Spark Exasol Connector

🛈 Please note that this is an open source project which is officially supported by Exasol. For any question, you can contact our support team or open a Github issue.

Overview

This is a connector library that supports an integration between Exasol and Apache Spark. Using this connector, users can create Spark dataframes from Exasol queries and save Spark dataframes as Exasol tables.

The implementation is based on Spark DataSources API and Exasol Sub Connections.

Prerequisite
Quick Start
Usage
Configuration
Building and Testing

Prerequisite

Deployed and running Spark cluster
Deployed and running Exasol cluster
Make sure Spark cluster has enough resources to start executors that are more or equal to the number of Exasol data nodes
Make sure that Spark cluster can connect to Exasol nodes using private ip addresses, e.g, 10.0.0.11
Make sure that Exasol nodes are reachable from Spark cluster on port 8563 and on port range 20000-21000

Quick Start

Here is short code snippets on how to use the connector in your Spark / Scala applications.

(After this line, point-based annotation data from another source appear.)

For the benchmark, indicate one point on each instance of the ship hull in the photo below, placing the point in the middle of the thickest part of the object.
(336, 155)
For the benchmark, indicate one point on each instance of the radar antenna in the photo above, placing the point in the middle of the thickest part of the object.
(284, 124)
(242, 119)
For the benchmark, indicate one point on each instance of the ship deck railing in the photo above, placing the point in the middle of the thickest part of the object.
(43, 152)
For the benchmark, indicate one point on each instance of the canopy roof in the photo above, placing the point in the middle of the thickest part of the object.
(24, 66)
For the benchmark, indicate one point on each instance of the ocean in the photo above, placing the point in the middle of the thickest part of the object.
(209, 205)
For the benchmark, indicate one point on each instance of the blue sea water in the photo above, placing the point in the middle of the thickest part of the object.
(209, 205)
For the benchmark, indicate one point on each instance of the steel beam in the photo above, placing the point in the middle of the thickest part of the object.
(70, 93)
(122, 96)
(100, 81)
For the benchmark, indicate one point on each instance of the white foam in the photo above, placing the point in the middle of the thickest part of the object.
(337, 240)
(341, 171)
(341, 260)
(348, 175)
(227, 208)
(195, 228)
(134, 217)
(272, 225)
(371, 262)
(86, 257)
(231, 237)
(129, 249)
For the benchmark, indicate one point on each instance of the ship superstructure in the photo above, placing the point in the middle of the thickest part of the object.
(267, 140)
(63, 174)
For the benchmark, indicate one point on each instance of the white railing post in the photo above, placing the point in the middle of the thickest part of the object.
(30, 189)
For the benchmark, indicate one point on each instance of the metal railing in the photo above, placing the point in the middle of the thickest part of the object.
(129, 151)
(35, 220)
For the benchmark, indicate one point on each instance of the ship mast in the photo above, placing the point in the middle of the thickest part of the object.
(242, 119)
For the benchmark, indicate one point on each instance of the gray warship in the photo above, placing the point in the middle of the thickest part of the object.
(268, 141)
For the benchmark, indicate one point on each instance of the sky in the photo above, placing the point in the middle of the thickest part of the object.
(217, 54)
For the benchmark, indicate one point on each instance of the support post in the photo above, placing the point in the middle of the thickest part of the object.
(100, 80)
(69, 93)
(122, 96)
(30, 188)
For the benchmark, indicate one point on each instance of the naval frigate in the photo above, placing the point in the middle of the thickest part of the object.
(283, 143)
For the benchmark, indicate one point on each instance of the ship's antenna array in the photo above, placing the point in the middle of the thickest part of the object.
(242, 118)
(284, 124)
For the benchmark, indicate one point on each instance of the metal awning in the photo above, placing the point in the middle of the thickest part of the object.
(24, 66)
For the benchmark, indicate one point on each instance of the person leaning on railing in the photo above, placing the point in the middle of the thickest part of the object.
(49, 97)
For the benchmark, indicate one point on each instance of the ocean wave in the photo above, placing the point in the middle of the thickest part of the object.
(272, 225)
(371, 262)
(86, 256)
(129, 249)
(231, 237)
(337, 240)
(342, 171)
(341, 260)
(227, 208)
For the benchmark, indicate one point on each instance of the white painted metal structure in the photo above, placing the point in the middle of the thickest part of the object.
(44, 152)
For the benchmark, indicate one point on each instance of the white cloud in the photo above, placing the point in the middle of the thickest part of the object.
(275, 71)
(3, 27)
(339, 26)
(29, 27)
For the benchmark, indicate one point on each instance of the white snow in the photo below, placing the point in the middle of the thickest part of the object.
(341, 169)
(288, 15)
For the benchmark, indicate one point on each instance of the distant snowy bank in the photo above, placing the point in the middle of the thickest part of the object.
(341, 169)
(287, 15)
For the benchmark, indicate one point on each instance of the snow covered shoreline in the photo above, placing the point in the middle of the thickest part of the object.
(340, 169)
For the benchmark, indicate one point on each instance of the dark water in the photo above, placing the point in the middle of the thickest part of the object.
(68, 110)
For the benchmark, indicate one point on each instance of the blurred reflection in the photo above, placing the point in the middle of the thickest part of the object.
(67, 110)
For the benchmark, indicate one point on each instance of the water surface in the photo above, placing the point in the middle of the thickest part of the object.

Reading data from Exasol as Spark dataframe:

// An Exasol sql syntax query string
val exasolQueryString =
  """
    SELECT SALES_DATE, MARKET_ID, PRICE
    FROM RETAIL.SALES
    WHERE MARKET_ID IN (661, 534, 667)
  """

val df = sparkSession
     .read
     .format("exasol")
     .option("host", "10.0.0.11")
     .option("port", "8563")
     .option("username", "sys")
     .option("password", "exaPass")
     .option("query", exasolQueryString)
     .load()

Saving a Spark dataframe as an Exasol table:

df
     .write
     .mode("append")
     .option("host", "10.0.0.11")
     .option("port", "8563")
     .option("username", "sys")
     .option("password", "exaPass")
     .option("table", "RETAIL.ADJUSTED_SALES")
     .format("exasol")
     .save()

Additionally, you can set the parameter on SparkConf:

// Configure spark session
val sparkConf = new SparkConf()
  .setMaster("local[*]")
  .set("spark.exasol.host", "localhost")
  .set("spark.exasol.port", "8563")
  .set("spark.exasol.username", "sys")
  .set("spark.exasol.password", "exasol")
  .set("spark.exasol.max_nodes", "200")

val sparkSession = SparkSession
  .builder()
  .config(sparkConf)
  .getOrCreate()

val queryStr = "SELECT * FROM MY_SCHEMA.MY_TABLE"

val df = sparkSession
     .read
     .format("exasol")
     .option("query", queryStr)
     .load()

Please note that parameter values set on Spark configuration will have higher priority.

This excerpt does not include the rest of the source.